Die Anatomie der Zunge
Was wir entdecken, ist eine faszinierende Landschaft mit sanften Hügeln, gefurchten Rinnen und schroffen Rändern, schimmernden Oberflächen und bedeckten oder eher belegten Tälern. Vor allem aber stechen zartrosafarbene Erhebungen hervor – die Zungenpapillen. Hier gilt die schon beschriebene Faustregel: Je mehr es sind, desto ausgeprägter ist die Geschmackswahrnehmung. Ist die Zunge etwas belegt, etwa nach dem Genuss von Milch, lassen sich die Papillen auch mit bloßem Auge gut erkennen. Manchmal sind sie infolge eines Infekts gerötet oder sogar geschwollen und stechen einem sofort ins Auge. Im Normalfall sind sie eher klein und unauffällig.

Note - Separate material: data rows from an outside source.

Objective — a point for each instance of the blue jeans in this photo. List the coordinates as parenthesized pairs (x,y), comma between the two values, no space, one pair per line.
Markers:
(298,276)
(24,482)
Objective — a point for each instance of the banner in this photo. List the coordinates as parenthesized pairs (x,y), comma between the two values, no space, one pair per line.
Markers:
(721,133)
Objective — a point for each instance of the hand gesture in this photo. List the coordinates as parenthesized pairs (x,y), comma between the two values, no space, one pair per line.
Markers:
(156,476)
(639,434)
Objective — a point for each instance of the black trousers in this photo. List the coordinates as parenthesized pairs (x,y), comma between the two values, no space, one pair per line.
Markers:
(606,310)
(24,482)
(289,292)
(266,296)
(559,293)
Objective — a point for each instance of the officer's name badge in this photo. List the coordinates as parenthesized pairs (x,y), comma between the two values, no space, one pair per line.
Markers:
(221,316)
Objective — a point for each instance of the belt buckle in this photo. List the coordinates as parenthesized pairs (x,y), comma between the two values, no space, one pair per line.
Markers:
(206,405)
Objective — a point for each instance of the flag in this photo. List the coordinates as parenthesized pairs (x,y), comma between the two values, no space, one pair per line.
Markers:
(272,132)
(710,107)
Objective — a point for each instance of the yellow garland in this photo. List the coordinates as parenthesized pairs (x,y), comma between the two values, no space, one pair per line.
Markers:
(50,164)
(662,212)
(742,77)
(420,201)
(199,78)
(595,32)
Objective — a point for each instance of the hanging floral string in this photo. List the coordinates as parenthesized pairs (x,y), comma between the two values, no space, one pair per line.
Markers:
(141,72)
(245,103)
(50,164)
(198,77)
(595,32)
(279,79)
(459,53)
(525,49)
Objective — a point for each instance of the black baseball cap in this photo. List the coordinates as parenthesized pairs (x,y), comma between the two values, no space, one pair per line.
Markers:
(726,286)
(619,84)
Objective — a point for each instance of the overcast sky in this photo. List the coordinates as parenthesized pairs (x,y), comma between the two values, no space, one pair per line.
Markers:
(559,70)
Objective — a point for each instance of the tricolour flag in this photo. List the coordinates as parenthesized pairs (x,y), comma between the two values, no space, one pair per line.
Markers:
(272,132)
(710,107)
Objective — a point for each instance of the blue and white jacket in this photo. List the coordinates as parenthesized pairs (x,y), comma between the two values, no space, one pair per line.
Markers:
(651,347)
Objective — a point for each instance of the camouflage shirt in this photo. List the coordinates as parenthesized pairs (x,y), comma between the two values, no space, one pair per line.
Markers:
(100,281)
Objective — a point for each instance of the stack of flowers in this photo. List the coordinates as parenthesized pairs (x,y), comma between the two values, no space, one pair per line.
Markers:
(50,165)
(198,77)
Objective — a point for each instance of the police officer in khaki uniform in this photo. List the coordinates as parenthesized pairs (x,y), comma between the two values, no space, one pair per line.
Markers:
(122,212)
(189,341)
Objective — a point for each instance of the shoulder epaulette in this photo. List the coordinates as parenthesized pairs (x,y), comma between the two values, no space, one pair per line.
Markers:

Zunge mit sichtbaren Zungenpapillen
Auch die Blattpapillen haben Rasensprenger, aber deutlich weniger Fläche auf der sie sich ausbreiten können. Sie schmiegen sich wie Reihenhäuser eng aneinander. Und zwar an den hinteren Zungenrändern, wo sie eine Art Barriere bilden. Während an den Pilzpapillen schon mal ein Geschmack vorbeihuschen kann, stellen die Blattpapillen sicher, dass kein Geschmacksmolekül über die Seitenlinie hinausrutscht, ohne zuvor auf seine Verträglichkeit getestet worden zu sein. Die entscheidende, weil letzte prüfende Instanz sind die Wallpapillen. Sie sind besonders groß, bildlich betrachtet sind es Hochhäuser, die sich v-förmig wie die Formation eines Vogelschwarms auf der Zungenwurzel ausbreiten. (Das ist der Bereich unter dem Gaumensegel, manchen eher als »Zäpfchen« bekannt.) Weil das eine heikle Stelle ist, gibt es hier ein besonders engmaschiges Überwachungsnetz. Bei Ungereimtheiten schlagen die Wächter in den Wallpapillen in letzter Sekunde Alarm und bewirken, dass die möglichen Schadstoffe umgehend hinausgeworfen werden. Das Ganze nennt man dann den Würgereflex. Die Älteren unter den Lesern erinnern sich bestimmt an die bittere Medizin, die sie als Kinder schlucken mussten. Heutzutage sind Hustensäfte gesüßt oder mit chemischen Stoffen versetzt, die die Bitterrezeptoren blockieren – und damit den Würgereflex entmachten. Auch Säuren können Würgereiz auslösen; denken Sie an verdorbene Milchprodukte.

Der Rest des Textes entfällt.